Ellis, B.S.; Pimentel, A.; Wolff, J.A.; Etter, A.; Cortes-Calderon, E.A.; Harris, C.; Mark, D.F.; Neukampf, J.; Bachmann, O.
Journal of Volcanology and Geothermal Research, 2022, 107673
Voir en ligne : https://doi.org/10.1016/j.jvolgeores.2022.107673
Abstract :
Many volcanoes have the ability to impact human infrastructure with explosive activity and understanding the processes of magma generation and conditions of storage in these systems remains a priority. The Sete Cidades volcano on the island of São Miguel, Azores archipelago is exactly such a volcano lying only 12 km from the island’s capital city of Ponta Delgada and has been repeatedly active during the Holocene. Sete Cidades is the westernmost central volcano of São Miguel and its most recent explosive volcanism produced the Pepom series of 17 trachytic pumice deposits that were erupted from vents within the caldera. These variably magmatic and phreatomagmatic eruptions involved trachytic magmas that represent the end point of a magmatic evolution dominated by crystal fractionation processes.
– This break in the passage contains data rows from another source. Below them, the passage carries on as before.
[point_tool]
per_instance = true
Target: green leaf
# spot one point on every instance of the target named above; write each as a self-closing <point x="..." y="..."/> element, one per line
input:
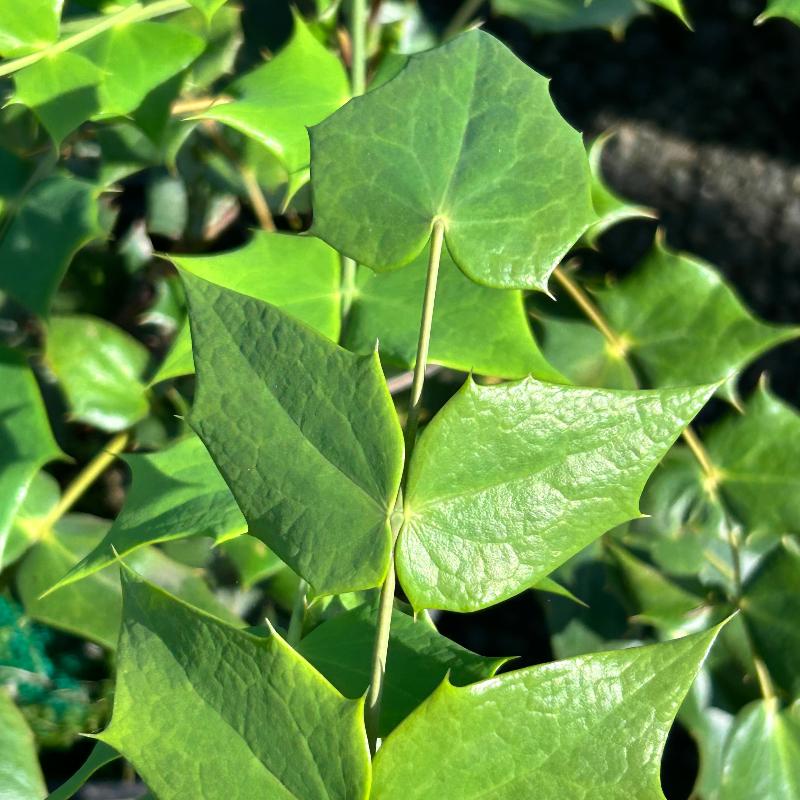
<point x="474" y="328"/>
<point x="593" y="726"/>
<point x="298" y="274"/>
<point x="509" y="481"/>
<point x="762" y="754"/>
<point x="100" y="369"/>
<point x="55" y="219"/>
<point x="717" y="336"/>
<point x="101" y="755"/>
<point x="93" y="610"/>
<point x="175" y="493"/>
<point x="262" y="722"/>
<point x="324" y="511"/>
<point x="419" y="659"/>
<point x="29" y="26"/>
<point x="26" y="442"/>
<point x="467" y="135"/>
<point x="275" y="102"/>
<point x="758" y="456"/>
<point x="771" y="606"/>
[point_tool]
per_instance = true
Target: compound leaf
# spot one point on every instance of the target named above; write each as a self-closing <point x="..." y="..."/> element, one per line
<point x="100" y="369"/>
<point x="262" y="721"/>
<point x="592" y="726"/>
<point x="717" y="336"/>
<point x="466" y="134"/>
<point x="419" y="659"/>
<point x="509" y="481"/>
<point x="275" y="103"/>
<point x="269" y="386"/>
<point x="52" y="222"/>
<point x="175" y="493"/>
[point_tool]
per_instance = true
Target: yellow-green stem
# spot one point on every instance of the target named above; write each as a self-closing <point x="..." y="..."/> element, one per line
<point x="134" y="13"/>
<point x="381" y="648"/>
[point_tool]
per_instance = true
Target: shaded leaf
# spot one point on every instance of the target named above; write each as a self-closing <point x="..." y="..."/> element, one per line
<point x="262" y="721"/>
<point x="509" y="481"/>
<point x="463" y="128"/>
<point x="100" y="369"/>
<point x="288" y="389"/>
<point x="419" y="659"/>
<point x="593" y="726"/>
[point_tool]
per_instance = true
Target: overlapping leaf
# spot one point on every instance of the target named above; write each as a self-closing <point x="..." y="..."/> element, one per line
<point x="100" y="369"/>
<point x="592" y="726"/>
<point x="463" y="128"/>
<point x="269" y="388"/>
<point x="262" y="722"/>
<point x="509" y="481"/>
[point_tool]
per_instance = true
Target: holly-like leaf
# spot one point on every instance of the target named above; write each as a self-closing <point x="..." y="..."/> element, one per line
<point x="592" y="726"/>
<point x="465" y="135"/>
<point x="509" y="481"/>
<point x="26" y="441"/>
<point x="175" y="493"/>
<point x="269" y="386"/>
<point x="762" y="754"/>
<point x="298" y="274"/>
<point x="419" y="659"/>
<point x="27" y="27"/>
<point x="261" y="720"/>
<point x="20" y="774"/>
<point x="51" y="223"/>
<point x="756" y="450"/>
<point x="771" y="606"/>
<point x="717" y="336"/>
<point x="100" y="369"/>
<point x="474" y="328"/>
<point x="275" y="103"/>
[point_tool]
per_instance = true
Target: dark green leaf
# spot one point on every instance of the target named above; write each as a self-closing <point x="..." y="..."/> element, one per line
<point x="467" y="135"/>
<point x="261" y="721"/>
<point x="593" y="726"/>
<point x="269" y="386"/>
<point x="509" y="481"/>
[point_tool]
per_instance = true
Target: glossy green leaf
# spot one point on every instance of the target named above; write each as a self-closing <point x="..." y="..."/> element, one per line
<point x="298" y="274"/>
<point x="716" y="338"/>
<point x="467" y="135"/>
<point x="93" y="609"/>
<point x="175" y="493"/>
<point x="758" y="456"/>
<point x="762" y="754"/>
<point x="20" y="774"/>
<point x="592" y="726"/>
<point x="54" y="220"/>
<point x="474" y="328"/>
<point x="419" y="659"/>
<point x="269" y="386"/>
<point x="26" y="442"/>
<point x="771" y="606"/>
<point x="29" y="26"/>
<point x="275" y="103"/>
<point x="100" y="369"/>
<point x="262" y="722"/>
<point x="509" y="481"/>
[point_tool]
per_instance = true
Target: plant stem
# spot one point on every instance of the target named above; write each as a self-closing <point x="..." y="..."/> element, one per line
<point x="86" y="477"/>
<point x="298" y="618"/>
<point x="381" y="648"/>
<point x="134" y="13"/>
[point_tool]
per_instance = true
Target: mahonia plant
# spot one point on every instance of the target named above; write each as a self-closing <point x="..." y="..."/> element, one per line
<point x="445" y="197"/>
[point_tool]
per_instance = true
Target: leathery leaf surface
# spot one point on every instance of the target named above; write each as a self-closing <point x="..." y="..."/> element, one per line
<point x="303" y="432"/>
<point x="509" y="481"/>
<point x="261" y="721"/>
<point x="589" y="727"/>
<point x="465" y="134"/>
The magmas contain a mineral assemblage dominated by feldspar, with biotite, clinopyroxene, FeTi oxides, amphibole, and trace apatite. Mineral thermometry and hygrometry reveal that the Pepom magmas were stored at temperatures of 789 ± 23 °C to 894 ± 20 °C under volatile-rich conditions (mostly >5 wt% water). Intercalated within the trachytic pyroclastic succession are mafic products that were erupted from vents on the flanks of the volcano suggesting that the evolved, shallow magmatic system may be acting as a barrier to ascending mafic magmas. The Pepom tephra deposits represent trachytic magmas that show limited evidence for the involvement of feldspar-dominated cumulates as has been observed in other settings whereas the preceding, caldera-forming, Santa Bárbara eruption suggests such involvement. Despite the predominant role of fractionation in petrogenesis, the Pepom tephras formed from mildly low-δ18O magmas (4.1 to 5.6‰ for trachyte) and as such require the addition of hydrothermally altered material. The cause of the low-δ18O values remains unknown, but low-δ18O, hydrothermally altered syenitic clasts found within deposits from the nearby Fogo volcano may be potentially analogues.